Having considered all possible sources of error in DMC calculations, we should also consider possible errors in the benchmark result of 14.5 kcal/mol. The potential energy surface produced within the SRP approach has allowed several experimental observables to be reproduced, which is certainly in favor of the benchmark value. Nevertheless, there is some uncertainty related to the fitting procedure. For example, in exploratory research investigating the influence of van der Waals interactions on reaction probabilities of H2 at metal surfaces, it has been found that certain experimental observables are equally well reproduced using the optPBE-vdW-DF functional, which, however, gives a significantly higher reaction barrier for the bridge-to-hollow dissociation of H2 on Cu(111) of Eb = 16.4 kcal/mol.[83] This functional, however, has not yet been as extensively tested on reactive and nonreactive scattering of H2 and D2 on Cu(111) as the reference functional cited above.[3,48,84] Therefore, for the time being, the SRP value of 14.5 kcal/mol should be considered the benchmark value.

Conclusion and Outlook

In conclusion, we have presented DMC calculations of the barrier-height of the bridge-to-hollow dissociation of H2 on Cu(111). The calculations are highly challenging, both in terms of the setup, and in the computational effort. We have presented a detailed discussion of the pseudopotentials used, the systematic sources of error and the choice of the geometries that should allow the most accurate possible prediction of the barrier height. Our single-determinant trial wave function based DMC barrier height lies within 1.6 kcal/mol from a semiempirical benchmark value that is fitted against experiments. This is within 1.6 times the statistical error bars of our final results. Further investigation of possible sources of errors strongly point toward a possible influence of residual locality errors and the influence of time-step errors, both of which may influence the result on the order of 1 kcal/mol, while at the same time fixed-node errors cannot be excluded. Other errors one should aim to reduce in future calculations are errors resulting from the finite number of twists.

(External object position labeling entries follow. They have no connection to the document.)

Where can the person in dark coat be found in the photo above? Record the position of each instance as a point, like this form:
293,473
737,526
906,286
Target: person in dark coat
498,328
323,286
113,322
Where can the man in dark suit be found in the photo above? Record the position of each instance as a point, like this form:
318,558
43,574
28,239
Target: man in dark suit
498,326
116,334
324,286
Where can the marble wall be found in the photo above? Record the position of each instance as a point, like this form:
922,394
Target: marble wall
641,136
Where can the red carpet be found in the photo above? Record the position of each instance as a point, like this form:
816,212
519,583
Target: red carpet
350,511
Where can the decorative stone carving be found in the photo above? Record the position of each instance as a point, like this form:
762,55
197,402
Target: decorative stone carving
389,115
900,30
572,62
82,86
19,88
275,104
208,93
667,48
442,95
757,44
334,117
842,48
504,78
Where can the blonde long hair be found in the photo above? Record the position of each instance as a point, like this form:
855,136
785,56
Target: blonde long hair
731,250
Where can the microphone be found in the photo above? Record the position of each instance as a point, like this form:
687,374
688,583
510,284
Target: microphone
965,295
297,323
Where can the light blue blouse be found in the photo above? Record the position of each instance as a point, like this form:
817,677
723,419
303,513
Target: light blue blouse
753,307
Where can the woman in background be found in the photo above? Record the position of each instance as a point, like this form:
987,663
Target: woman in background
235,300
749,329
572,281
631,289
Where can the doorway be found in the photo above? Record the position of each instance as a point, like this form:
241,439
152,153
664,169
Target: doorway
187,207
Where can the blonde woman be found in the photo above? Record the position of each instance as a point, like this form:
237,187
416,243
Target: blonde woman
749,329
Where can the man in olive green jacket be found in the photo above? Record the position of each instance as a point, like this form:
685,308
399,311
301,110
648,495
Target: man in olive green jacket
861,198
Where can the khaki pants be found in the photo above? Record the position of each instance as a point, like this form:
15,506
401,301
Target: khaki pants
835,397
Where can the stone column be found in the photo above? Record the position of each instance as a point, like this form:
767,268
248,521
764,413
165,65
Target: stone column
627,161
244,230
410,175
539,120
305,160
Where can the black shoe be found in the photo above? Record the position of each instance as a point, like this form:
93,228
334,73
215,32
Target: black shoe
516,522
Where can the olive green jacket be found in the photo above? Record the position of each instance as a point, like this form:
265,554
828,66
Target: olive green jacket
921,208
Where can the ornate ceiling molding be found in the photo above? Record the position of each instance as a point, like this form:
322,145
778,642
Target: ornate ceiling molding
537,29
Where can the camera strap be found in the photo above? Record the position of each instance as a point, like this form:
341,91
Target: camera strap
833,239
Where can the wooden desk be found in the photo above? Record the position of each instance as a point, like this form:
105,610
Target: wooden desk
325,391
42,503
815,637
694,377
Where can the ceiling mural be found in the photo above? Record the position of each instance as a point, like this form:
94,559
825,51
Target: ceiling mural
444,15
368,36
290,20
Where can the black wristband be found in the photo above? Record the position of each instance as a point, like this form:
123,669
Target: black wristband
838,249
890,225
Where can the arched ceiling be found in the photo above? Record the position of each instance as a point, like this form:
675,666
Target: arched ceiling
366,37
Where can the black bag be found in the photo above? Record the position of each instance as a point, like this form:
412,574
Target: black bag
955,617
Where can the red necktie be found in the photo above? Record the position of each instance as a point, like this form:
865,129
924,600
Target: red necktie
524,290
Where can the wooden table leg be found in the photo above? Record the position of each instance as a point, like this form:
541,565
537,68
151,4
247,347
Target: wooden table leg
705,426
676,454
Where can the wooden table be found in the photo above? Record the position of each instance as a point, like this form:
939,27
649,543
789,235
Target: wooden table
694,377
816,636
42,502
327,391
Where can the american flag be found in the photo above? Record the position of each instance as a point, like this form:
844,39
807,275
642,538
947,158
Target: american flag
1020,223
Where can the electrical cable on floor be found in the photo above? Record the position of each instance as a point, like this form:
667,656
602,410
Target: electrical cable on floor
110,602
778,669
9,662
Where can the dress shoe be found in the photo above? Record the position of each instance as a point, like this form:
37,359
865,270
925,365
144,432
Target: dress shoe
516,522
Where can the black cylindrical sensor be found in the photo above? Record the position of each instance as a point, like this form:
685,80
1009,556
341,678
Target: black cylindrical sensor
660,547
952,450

The calculations presented here thus clearly show the future potential, but also the present weaknesses of DMC for describing molecular reactions on transition metal surfaces. In view of the computational restrictions we already faced in this study, it is a pressing question of how we can improve on these results in the future and whether QMC may indeed offer a route to chemically accurate ab initio benchmarks for molecule–metal surface reactions in the not too distant future. While the ever increasing computational power will trivially solve the computational restrictions leading to time-step errors (DMC scales linearly with the inverse time step) and finite-size errors, more computational power alone will not reduce the possible influence of the locality approximation. On the whole, the sources of error discussed (locality error, finite-size error, and time-step error) may be addressed by combining embedding methods with QMC methods. This will allow the number of layers included in the calculation to be reduced, thus limiting the influence of locality errors of (large-core) PPs used in those remote layers and at the same time the computational cost. Replacing the fourth layer only by an embedding potential would already reduce the computational cost by more than a factor of 2, thus allowing for smaller time steps and more extensive twist averaging. By combining these two state-of-the-art methods, we can thus expect to push the limit of achievable accuracy toward the chemical accuracy needed for accurate first-principle calculations and predictions of catalytic reactions and rates. A combination of embedding theory with quantum Monte Carlo methods might thereby bypass important computational restrictions (very limited cluster size, basis set superposition errors, etc.) faced in standard embedded quantum chemistry approaches. Our results, which already bring QMC within close reach of chemical accuracy and which clearly point to the current deficiencies of the approach, provide an important milestone on the way to this goal and suggest a roadmap to achieve it.